Na verdade estar vivendo a fase azul era estar vivendo a liberdade, com todas as gaiolas incineradas. Todo mundo era livre, inclusive os pássaros: vru, vru, vru, todos voavam felizes. Ele descobriu que ela era parte do céu, parte da lua, parte de uma pintura. Ela era também abstrata, insensata e autodidata. Ela continuava tentando fazer com que as pessoas, além de ler suas palavras, pudessem ouvir também: pei, pei, pei. (Eu não matei ninguém, mas parece tiro de revólver – tudo faz de conta, tá?)

Ela saiu andando na praia com o vestido azul lotado de margaridas, pés descalços – frum, frum, frum – afundando na areia. E de repente – trim, trim, trim – era uma ligação no celular. Ele era um agente secreto querendo marcar um encontro. Dá pra imaginar um encontro com um homem assim – taram, taram, taram. Bem, eles se encontraram em um lugar tão aberto e tão imenso que nem foram vistos. O lugar era azul, o vestido era azul e camisa dele era azul. Ficaram tão integrados à paisagem que quase viraram quadro. Se não fosse aquele beijo sugador – sug, sug, sug - tudo tinha ficado azul. Mas o beijo – smack, smack, smack - e o amor deles foi dando um tom vermelho em tudo. É como se fosse colorizando aquele momento.

A Lua continua mudando de fase, Picasso mudou de lugar no céu e ela continua mudando de lugar, escrevendo palavras ao vento – vumpt, vumpt, vumpt. E seu intento? Que ele ouça – toc, toc, toc – como uma batida na porta do seu coração.
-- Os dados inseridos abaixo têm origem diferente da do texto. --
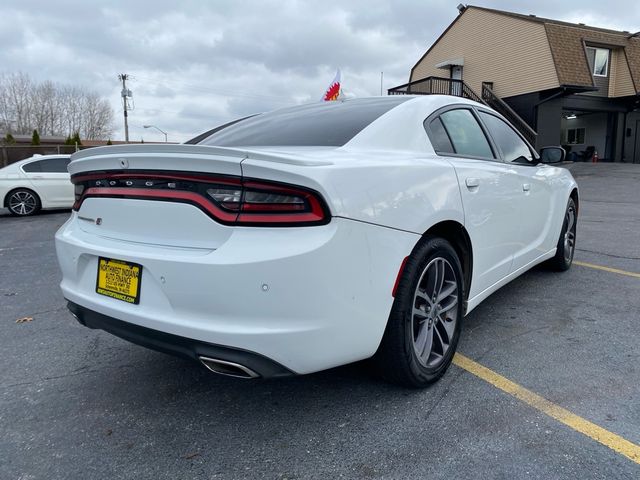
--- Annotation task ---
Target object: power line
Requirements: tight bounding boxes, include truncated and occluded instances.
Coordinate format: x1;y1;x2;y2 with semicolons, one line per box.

E que ele sinta cada palavra entre vírgulas – vig, vig, vig. Viu, que até as vírgulas tem um som próprio? Ela não precisa falar alto. Quem sabe ele dá um sopro no ouvido – fum, fum, fum – e ela vai arrepiar inteira, né?!

Qual será o barulho do desejo? Com certeza macio como veludo – vel, vel, vel. Como casca de pêssego – pess, pess, pess. Como lã de carneiro – clump, clump, clump. E ela saiu andando na praia até que – pluft, pluft, pluft - caiu no castelo de areia. Encontrou seu príncipe – clépt, clépt, clépt – e viveram felizes até uma nova fase da lua. Ela é uma mulher que gira como o planeta – plac, plac, plac. E que ama como a fusão de gametas – gam, gam, gam. E quer que te fale do barulho do amor? Moon, moon, moon. Parece lua. Talvez amor e lua combinem. A lua é azul e às vezes branca. E pode até ser vermelha: luna rossa – rosa, rosa, rosa.